Rough Night, in its own way, has come under too much attention and interpretation—especially for a film not yet released—as well (dig that transition FOOLS!). Billed as the white version of the ladies hang out movie of 2017—Girls Trip being the black version—it has sparked a conversation about the balkanization of the film industry and the overt and systemic racism therein.
Yet, any kind of close look reveals one appears to be a pitch dark comedy about an accidental death at a bachelor party (think Very Bad Things) and the other is a hang out and party and sort life lessons out of the fallout (think the Hangover with more learning and emotion or Waiting to Exhale with more debauchery). Which makes me wonder if perhaps this is more about sexism in how we view women’s movies. But who knows.
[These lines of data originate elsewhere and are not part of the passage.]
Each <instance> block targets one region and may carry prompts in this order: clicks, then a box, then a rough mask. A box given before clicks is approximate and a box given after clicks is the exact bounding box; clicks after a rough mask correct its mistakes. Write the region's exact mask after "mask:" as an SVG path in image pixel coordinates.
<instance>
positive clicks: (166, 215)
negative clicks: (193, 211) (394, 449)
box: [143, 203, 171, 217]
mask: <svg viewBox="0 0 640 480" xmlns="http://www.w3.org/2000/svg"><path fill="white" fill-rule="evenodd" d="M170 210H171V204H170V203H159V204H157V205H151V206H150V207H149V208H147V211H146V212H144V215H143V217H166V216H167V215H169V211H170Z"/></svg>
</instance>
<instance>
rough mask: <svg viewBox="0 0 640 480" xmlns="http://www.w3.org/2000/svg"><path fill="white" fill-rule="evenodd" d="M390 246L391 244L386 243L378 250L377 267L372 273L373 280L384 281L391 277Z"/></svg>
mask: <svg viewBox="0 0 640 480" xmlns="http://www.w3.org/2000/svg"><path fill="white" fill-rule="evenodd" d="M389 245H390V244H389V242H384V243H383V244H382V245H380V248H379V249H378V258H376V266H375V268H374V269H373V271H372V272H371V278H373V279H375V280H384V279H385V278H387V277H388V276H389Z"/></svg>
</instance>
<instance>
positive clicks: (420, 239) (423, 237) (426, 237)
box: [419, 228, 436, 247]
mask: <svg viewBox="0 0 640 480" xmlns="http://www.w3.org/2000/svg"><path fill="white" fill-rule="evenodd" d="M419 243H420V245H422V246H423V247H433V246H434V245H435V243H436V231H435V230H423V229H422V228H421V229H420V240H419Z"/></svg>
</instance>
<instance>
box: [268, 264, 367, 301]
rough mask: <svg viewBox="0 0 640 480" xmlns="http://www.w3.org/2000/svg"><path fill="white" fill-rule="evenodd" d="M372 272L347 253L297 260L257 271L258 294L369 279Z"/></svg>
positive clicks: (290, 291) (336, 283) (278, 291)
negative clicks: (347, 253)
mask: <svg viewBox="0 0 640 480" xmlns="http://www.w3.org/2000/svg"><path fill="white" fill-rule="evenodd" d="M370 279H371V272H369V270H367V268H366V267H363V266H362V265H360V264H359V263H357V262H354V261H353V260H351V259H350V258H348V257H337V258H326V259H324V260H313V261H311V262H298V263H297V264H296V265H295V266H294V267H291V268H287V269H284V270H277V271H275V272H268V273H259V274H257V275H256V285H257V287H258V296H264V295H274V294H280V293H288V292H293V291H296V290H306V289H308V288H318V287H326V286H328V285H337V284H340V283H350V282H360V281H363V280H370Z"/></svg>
Cars is not the best Pixar movie it is true. But neither is it the worst and not just because its bad bad sequel certainly would come lower on the list. Cars is a solid middling offering from Pixar, a kind of “child’s first Pixar” film. I love its use of color, I like the voice casting, and I like the warmth all the characters are infused with, excepting Lightning’s main rival Chick Hicks who is voiced with obvious glee by Michael Keaton to be a wonderfully arrogant buffoon.
People who will tell you it is Doc Hollywood with cars are not wrong. But a lot of movies mine this “workaholic goes to small town, finds out what he/she have been missing” territory (see also: Sweet Home Alabama) and like so many stories, the key is execution. Cars never sets the world ablaze but is fine and sweet and never lingers too long.
Also, Paul Newman’s last role, so…I love me some Paul Newman.
I confess to not really knowing what to use for Rough Night so I offer these three quick takes on ones that might give you a feel
Chef- The last time Scarlett Johansson played a relatively human character AND got to do any kind of humor. Chef is not a world beater, but it is a good small movie that focuses on human interactions over plot. Johansson is somewhat improbable as the love interest but the fault does not lie with her performance.
Very Bad Things- As noted above, these two appear to be gender swapped versions of similar stories. Dark and mean spirited with a wicked turn by Cameron Diaz as a bride who has no intention of letting her future husband’s libido and involuntary manslaughter get in the way of her big day. I remember liking it but it has been sometime and I can see being turned off by its cynicism in a way that I wasn’t when I was mean cynical jerk kid.
The Hangover- For the bachelor/bachelorette party aspect. The Hangover remains, more often than not, a very funny movie. The parts that have aged poorly or into problematic, however, are glaring and impossible to ignore. A movie very of its just about ending at the time era, it is fair to say.